I can't really resort to using the stairs, because I have a hard time on the downgrade.  Sort of how I can walk uphill all day long, but have trouble making my way down.  Gravity is not being kind to me...in more ways than one.

Ladies my age are grinning at that right about now ;-)

Sunday, January 1, 2012

Nasopharyngitis > My Husband

My husband is a formidable man.  He is strong enough to lift an old home heating oil tank into the bed of a pickup truck, yet gentle enough to carry an ailing bird to safety.  He'll work a 36hr shift if presented with the task, as long as you give him enough coffee.  Basically, there's little he can't do...except when the unthinkable strikes.  What is the unthinkable?

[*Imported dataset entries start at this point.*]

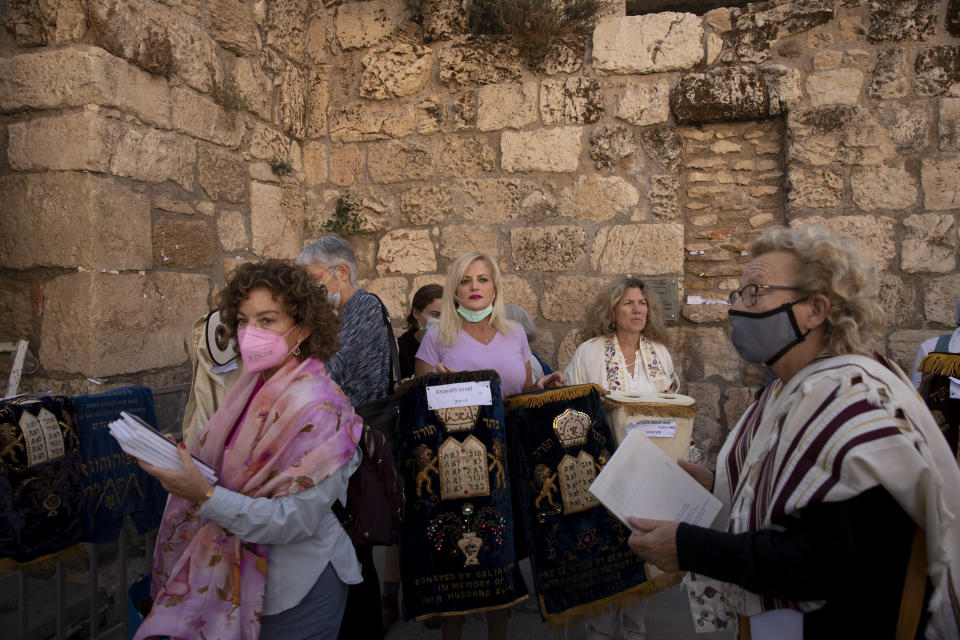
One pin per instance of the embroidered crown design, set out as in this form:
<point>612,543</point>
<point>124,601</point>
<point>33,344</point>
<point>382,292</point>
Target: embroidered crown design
<point>571,427</point>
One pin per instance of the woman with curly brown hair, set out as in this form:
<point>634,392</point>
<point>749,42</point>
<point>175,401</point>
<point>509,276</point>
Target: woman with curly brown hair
<point>260,553</point>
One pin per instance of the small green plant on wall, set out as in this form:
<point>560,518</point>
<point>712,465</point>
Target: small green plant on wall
<point>347,217</point>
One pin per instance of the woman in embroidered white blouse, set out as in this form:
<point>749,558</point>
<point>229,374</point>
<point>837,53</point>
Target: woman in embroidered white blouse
<point>624,350</point>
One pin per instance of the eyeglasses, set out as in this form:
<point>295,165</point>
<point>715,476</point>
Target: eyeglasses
<point>749,293</point>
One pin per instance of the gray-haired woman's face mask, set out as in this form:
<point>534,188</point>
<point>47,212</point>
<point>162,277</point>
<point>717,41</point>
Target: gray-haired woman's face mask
<point>766,336</point>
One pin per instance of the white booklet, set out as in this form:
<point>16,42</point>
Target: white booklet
<point>641,481</point>
<point>139,439</point>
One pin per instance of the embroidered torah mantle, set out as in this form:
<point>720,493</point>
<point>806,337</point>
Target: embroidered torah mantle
<point>41,478</point>
<point>457,550</point>
<point>581,563</point>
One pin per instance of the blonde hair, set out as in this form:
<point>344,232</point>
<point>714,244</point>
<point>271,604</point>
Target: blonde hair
<point>598,320</point>
<point>832,264</point>
<point>450,320</point>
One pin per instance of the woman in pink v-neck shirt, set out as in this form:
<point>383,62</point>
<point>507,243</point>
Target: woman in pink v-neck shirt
<point>474,334</point>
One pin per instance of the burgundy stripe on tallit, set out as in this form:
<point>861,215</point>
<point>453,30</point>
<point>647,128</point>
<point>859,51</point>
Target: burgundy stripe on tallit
<point>809,457</point>
<point>876,434</point>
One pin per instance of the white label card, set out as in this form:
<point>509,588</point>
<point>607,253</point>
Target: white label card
<point>460,394</point>
<point>658,428</point>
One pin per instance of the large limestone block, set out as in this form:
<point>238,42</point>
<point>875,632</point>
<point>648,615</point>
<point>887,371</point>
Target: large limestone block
<point>549,248</point>
<point>276,220</point>
<point>874,234</point>
<point>286,28</point>
<point>506,105</point>
<point>564,297</point>
<point>941,188</point>
<point>16,308</point>
<point>949,133</point>
<point>930,245</point>
<point>938,71</point>
<point>648,44</point>
<point>571,101</point>
<point>292,98</point>
<point>395,161</point>
<point>940,299</point>
<point>639,249</point>
<point>889,79</point>
<point>883,188</point>
<point>902,346</point>
<point>153,36</point>
<point>150,155</point>
<point>183,243</point>
<point>554,150</point>
<point>428,204</point>
<point>37,23</point>
<point>84,141</point>
<point>221,173</point>
<point>396,71</point>
<point>834,86</point>
<point>643,103</point>
<point>902,20</point>
<point>598,198</point>
<point>199,116</point>
<point>464,155</point>
<point>104,324</point>
<point>724,94</point>
<point>708,352</point>
<point>73,220</point>
<point>231,24</point>
<point>80,75</point>
<point>846,134</point>
<point>406,251</point>
<point>493,201</point>
<point>363,24</point>
<point>456,240</point>
<point>479,60</point>
<point>363,121</point>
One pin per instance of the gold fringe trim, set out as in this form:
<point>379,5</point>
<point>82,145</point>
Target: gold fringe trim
<point>427,616</point>
<point>446,378</point>
<point>538,399</point>
<point>9,565</point>
<point>660,410</point>
<point>589,611</point>
<point>941,364</point>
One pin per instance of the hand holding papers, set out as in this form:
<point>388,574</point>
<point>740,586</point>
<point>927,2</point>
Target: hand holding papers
<point>641,481</point>
<point>139,439</point>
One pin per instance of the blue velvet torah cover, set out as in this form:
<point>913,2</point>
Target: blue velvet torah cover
<point>115,485</point>
<point>457,552</point>
<point>582,566</point>
<point>41,478</point>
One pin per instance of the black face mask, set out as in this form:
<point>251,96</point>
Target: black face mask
<point>765,336</point>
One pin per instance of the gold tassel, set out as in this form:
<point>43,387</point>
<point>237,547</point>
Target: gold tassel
<point>538,399</point>
<point>624,599</point>
<point>941,364</point>
<point>658,409</point>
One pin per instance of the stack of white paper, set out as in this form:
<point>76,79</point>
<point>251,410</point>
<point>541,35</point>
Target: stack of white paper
<point>139,439</point>
<point>641,481</point>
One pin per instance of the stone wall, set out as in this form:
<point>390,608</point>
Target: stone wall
<point>148,146</point>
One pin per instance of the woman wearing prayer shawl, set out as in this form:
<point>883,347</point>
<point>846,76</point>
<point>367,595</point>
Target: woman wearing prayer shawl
<point>260,554</point>
<point>624,352</point>
<point>840,494</point>
<point>473,334</point>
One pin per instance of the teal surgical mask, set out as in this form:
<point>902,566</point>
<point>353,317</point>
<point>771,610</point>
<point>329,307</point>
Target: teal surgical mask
<point>474,316</point>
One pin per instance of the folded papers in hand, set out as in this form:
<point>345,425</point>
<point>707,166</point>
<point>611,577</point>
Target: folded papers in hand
<point>139,439</point>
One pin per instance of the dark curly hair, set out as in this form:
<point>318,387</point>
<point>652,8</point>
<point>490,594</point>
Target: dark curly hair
<point>302,296</point>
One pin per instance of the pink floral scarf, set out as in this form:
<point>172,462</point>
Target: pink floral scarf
<point>300,428</point>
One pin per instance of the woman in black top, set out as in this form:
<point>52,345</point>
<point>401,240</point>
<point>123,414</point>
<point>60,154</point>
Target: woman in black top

Nasopharyngitis.  Otherwise known as (:::hands to mouth in horror:::)

The common cold.

Make no mistake.  My husband's symptoms are much more severe than typical cases of nasopharyngitis.  In addition to what I refer to as "productive sniffling", which is quite pleasant while one is trying to eat, he experiences terrible spasms in his legs.  These spasms cause his legs to stretch outward, become rigid, and cease movement.  The only thing he's able to do to comfort them is place them on the coffee table.  All medicinal supplies, snacks, hot teas, coffees, and meals must be brought to him.  This is mandatory, as he is rendered completely helpless.  Evidence of the aforementioned helplessness can be noted when he asks, "so exactly how do I take this Zicam meltaway?"  Rest assured, I assist him with tender lovingkindness, responding with, "you put it...in your...mouth?  It will do the rest."

Lastly, he forms an odd growth around his hip area.  This growth is called "Bassetus Houndus".  This phenomenon is pictured below:


It's moments like these that remind me just how fortunate I am to only have ms.

You all should know that this is the sort of relationship my husband and I have.  We deem one another deserving of such mockery and take full advantage of 'harassable moments'.  This is mine.  I accept it willingly and with great joy.